Allophant: Cross-lingual Phoneme Recognition with Articulatory Attributes
This work addresses low-resource phoneme recognition across multiple languages, offering incremental improvements through multi-task learning.
The paper tackled cross-lingual phoneme recognition by proposing Allophant, a multilingual phoneme recognizer that uses a phoneme inventory for low-resource transfer, achieving an 11 percentage point improvement in phoneme error rate on supervised languages and a 2.63 percentage point decrease in zero-shot transfer.

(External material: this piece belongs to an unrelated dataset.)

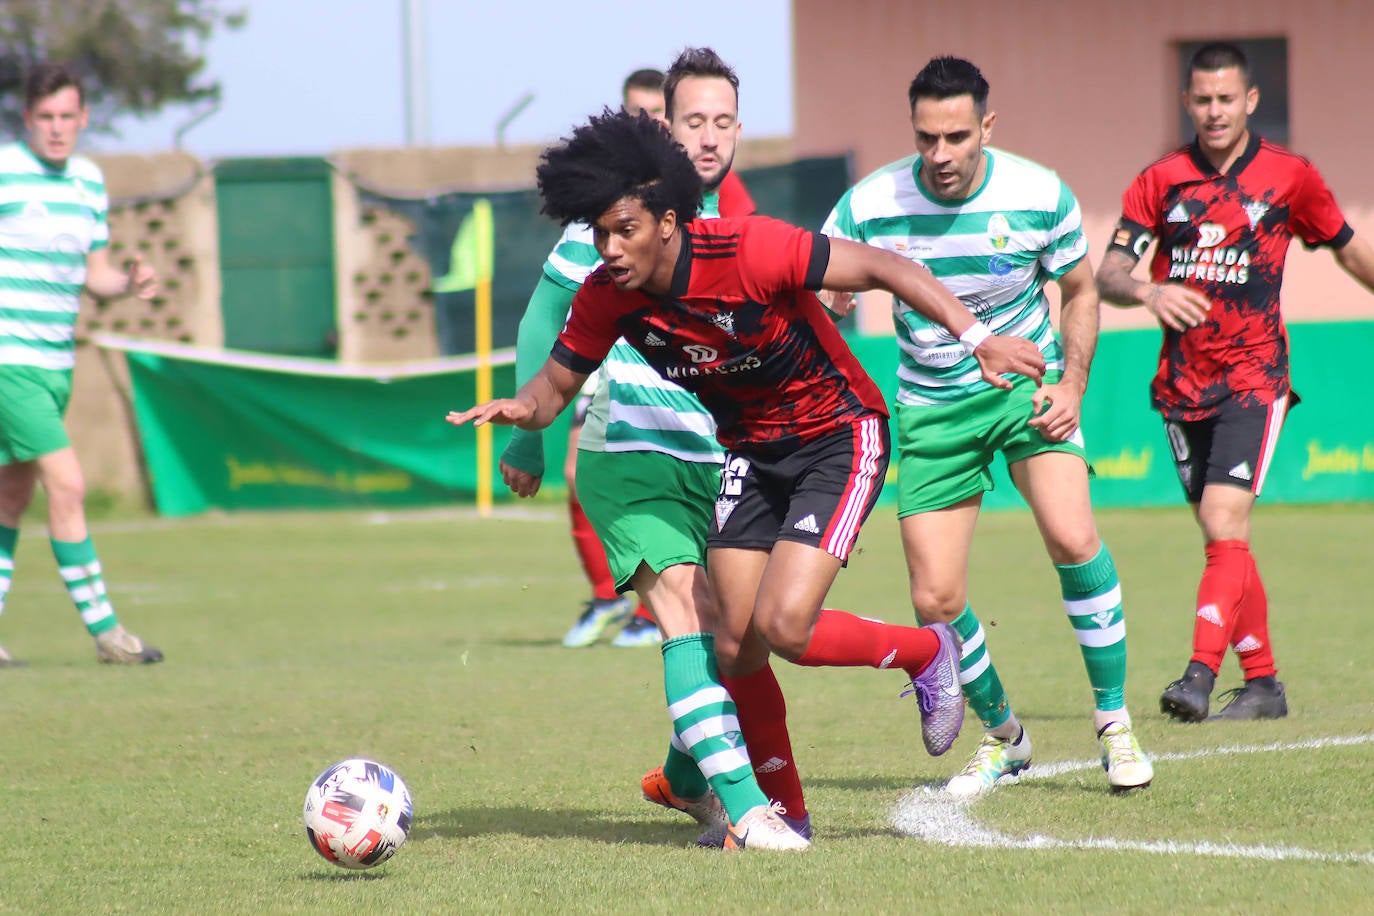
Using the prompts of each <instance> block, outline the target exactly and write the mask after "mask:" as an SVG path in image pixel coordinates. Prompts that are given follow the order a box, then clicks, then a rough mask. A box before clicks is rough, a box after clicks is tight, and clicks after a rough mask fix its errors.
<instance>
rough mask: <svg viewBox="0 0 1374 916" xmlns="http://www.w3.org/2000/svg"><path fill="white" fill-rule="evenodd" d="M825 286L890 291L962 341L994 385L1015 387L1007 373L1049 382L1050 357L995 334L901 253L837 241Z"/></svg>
mask: <svg viewBox="0 0 1374 916" xmlns="http://www.w3.org/2000/svg"><path fill="white" fill-rule="evenodd" d="M822 286H823V287H824V288H826V290H838V291H841V293H859V291H863V290H888V291H889V293H892V294H893V295H896V297H897V298H899V299H901V301H903V302H905V304H907V305H910V306H911V308H914V309H915V310H916V312H919V313H921V314H923V316H925V317H927V319H930V320H932V321H934V323H936V324H940V325H944V328H945V330H948V331H949V334H952V335H955V336H956V338H959V342H960V343H963V346H965V349H966V350H969V353H971V354H973V357H974V358H976V360H978V367H980V368H981V369H982V380H984V382H987V383H988V385H992V386H995V387H999V389H1010V387H1011V382H1010V380H1007V379H1004V378H1002V376H1003V374H1017V375H1025V376H1028V378H1032V379H1036V380H1037V382H1039V380H1040V379H1041V378H1044V356H1043V354H1041V353H1040V349H1039V347H1037V346H1036V345H1035V343H1032V342H1031V341H1026V339H1025V338H1017V336H1002V335H998V334H992V330H991V328H988V325H987V324H984V323H982V321H980V320H978V319H977V317H974V314H973V312H970V310H969V309H967V308H966V306H965V305H963V302H960V301H959V299H956V298H954V295H952V294H951V293H949V291H948V290H947V288H945V287H944V284H943V283H940V280H937V279H934V276H932V275H930V272H929V271H926V269H925V268H923V266H921V265H918V264H914V262H912V261H908V260H907V258H904V257H901V255H900V254H894V253H892V251H885V250H882V249H875V247H872V246H868V244H863V243H860V242H849V240H846V239H831V240H830V264H829V266H827V268H826V276H824V279H823V280H822Z"/></svg>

This paper proposes Allophant, a multilingual phoneme recognizer. It requires only a phoneme inventory for cross-lingual transfer to a target language, allowing for low-resource recognition. The architecture combines a compositional phone embedding approach with individually supervised phonetic attribute classifiers in a multi-task architecture. We also introduce Allophoible, an extension of the PHOIBLE database. When combined with a distance based mapping approach for grapheme-to-phoneme outputs, it allows us to train on PHOIBLE inventories directly. By training and evaluating on 34 languages, we found that the addition of multi-task learning improves the model's capability of being applied to unseen phonemes and phoneme inventories. On supervised languages we achieve phoneme error rate improvements of 11 percentage points (pp.) compared to a baseline without multi-task learning. Evaluation of zero-shot transfer on 84 languages yielded a decrease in PER of 2.63 pp. over the baseline.